Data encryption is a significant component of an organization’s response to emerging security threats and regulatory compliance mandates. Most of the organizations have already implemented controls by encrypting data, but find that managing the associated encryption keys throughout their lifecycle quickly becomes a problem.
Improper key management practices also create a new set of security vulnerabilities and risks making important data inaccessible to authorized users who need it. In a nutshell, encryption is easy but key management is challenging. If you lose an encryption key, you effectively lose access to your data. If you fail to control and audit access to the keys, you will fail your next audit.
If you store the keys with data, encryption is useless and extremely vulnerable.

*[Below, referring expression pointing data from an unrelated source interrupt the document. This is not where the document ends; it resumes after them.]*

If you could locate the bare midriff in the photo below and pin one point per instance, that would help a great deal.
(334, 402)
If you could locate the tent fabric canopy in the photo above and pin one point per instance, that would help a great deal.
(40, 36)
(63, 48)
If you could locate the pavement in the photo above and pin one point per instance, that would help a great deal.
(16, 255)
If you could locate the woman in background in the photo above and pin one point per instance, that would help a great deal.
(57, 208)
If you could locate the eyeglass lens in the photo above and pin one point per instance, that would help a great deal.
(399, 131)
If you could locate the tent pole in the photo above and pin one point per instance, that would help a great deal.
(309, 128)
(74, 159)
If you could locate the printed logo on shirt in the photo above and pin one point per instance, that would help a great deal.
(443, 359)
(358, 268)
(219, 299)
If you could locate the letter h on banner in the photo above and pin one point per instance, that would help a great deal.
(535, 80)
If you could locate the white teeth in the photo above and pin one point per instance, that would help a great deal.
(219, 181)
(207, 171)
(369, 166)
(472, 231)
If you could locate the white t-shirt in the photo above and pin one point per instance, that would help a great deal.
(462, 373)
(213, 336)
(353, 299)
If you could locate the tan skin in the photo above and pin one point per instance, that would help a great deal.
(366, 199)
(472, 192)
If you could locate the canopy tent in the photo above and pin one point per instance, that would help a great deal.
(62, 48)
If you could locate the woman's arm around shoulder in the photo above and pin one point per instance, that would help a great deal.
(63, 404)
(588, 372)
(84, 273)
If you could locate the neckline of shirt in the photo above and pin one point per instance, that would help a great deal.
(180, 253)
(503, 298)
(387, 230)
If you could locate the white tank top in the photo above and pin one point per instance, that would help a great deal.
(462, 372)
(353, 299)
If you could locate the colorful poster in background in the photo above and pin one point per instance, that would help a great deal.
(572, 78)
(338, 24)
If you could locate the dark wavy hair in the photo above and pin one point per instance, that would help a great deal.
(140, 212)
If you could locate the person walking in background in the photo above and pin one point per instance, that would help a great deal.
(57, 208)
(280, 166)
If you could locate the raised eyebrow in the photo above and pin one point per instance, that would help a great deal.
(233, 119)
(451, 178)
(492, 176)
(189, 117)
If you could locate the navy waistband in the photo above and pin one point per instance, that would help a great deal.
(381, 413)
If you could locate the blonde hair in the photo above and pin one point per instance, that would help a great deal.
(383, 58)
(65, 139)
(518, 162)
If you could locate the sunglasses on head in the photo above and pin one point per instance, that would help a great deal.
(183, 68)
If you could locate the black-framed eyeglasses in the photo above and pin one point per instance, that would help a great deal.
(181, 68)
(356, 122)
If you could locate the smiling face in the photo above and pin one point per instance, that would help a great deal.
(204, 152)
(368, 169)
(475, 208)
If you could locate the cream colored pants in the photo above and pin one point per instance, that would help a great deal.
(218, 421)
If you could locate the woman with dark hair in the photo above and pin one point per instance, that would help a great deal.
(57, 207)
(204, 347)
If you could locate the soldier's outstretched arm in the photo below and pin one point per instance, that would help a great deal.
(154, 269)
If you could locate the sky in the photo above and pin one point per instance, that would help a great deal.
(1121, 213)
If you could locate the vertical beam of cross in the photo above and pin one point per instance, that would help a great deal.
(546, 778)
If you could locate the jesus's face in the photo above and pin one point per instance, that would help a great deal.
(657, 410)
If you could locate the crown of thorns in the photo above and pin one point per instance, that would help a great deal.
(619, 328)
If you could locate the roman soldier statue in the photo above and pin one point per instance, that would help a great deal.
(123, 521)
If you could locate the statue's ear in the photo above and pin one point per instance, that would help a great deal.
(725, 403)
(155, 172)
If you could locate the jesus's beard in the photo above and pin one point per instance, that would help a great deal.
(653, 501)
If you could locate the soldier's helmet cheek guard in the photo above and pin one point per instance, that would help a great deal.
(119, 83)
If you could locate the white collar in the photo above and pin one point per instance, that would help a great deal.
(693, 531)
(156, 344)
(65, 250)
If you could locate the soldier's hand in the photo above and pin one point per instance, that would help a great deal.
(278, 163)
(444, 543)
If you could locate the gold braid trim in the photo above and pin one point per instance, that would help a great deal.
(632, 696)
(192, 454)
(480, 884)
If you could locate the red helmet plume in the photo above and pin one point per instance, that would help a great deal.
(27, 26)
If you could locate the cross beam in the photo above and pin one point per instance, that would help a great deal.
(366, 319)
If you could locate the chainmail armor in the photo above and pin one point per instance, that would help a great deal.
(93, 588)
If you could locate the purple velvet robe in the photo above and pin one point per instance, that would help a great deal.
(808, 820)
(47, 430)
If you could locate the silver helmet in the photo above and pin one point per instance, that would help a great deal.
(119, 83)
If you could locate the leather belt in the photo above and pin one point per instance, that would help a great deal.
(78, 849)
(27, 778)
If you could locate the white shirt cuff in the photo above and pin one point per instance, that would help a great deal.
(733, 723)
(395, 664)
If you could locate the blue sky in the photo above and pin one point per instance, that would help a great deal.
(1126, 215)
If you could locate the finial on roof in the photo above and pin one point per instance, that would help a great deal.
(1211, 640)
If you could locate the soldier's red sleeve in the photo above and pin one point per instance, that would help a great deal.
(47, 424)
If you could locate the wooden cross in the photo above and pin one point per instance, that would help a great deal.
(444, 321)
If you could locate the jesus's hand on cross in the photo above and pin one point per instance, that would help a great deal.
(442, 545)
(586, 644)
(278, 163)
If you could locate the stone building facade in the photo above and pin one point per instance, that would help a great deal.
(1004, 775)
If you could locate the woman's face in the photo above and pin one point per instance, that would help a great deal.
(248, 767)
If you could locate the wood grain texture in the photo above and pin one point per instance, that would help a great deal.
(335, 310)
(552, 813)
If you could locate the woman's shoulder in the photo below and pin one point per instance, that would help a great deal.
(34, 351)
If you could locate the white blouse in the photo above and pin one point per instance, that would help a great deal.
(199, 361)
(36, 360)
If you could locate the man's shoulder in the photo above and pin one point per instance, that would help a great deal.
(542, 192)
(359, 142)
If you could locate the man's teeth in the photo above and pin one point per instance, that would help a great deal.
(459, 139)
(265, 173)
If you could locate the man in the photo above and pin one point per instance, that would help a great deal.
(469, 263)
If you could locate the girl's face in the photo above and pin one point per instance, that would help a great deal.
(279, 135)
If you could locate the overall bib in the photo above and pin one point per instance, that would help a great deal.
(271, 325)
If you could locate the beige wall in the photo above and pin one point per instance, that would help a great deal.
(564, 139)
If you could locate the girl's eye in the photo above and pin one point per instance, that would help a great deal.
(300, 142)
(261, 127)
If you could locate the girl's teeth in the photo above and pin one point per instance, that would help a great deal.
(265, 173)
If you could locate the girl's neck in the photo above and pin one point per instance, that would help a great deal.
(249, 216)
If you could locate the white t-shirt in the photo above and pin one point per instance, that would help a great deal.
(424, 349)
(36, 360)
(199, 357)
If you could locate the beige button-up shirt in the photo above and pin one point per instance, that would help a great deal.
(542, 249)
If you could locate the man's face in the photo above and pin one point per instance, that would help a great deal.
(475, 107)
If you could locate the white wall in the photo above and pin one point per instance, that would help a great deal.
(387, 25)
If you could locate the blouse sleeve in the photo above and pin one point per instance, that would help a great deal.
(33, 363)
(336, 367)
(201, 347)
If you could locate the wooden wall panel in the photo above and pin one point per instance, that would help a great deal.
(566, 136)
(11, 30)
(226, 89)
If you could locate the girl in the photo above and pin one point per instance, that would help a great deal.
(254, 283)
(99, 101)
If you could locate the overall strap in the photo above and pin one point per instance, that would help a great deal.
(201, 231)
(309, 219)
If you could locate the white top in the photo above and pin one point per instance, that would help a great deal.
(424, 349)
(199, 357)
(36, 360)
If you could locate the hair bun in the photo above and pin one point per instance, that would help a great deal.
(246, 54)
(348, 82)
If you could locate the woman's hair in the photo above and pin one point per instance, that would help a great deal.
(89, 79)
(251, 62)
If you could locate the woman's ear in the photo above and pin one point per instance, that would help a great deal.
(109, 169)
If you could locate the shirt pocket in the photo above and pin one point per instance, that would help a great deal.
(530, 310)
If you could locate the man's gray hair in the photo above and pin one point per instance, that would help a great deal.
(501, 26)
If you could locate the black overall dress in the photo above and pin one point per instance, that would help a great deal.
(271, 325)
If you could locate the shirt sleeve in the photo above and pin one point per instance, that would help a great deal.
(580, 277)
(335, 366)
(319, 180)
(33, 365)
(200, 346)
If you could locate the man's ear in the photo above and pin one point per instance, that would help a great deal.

A unified data protection strategy to protect sensitive data wherever it lives along with a centralized key management solution that can create and manage keys securely provides peace of mind by meeting stringent standards and audit / compliance, is the way out to survive with constantly increasing requirements to encrypt nearly everything.
We’ve seen recent corporate and government attempts to circumvent encryption.
But imagine a similar situation within your organization where the keys to important data are being managed by an individual who is out sick or died in a car accident on the way home - even worse.
The problem of managing keys in silos is not only with unauthorized distribution, but also with getting a key to an authorized user, especially in cases where the key owner is not available for some reason.
The solution is to use centralized key management techniques and never leave keys to the discretion of one individual. It will never lock you out of your own data again.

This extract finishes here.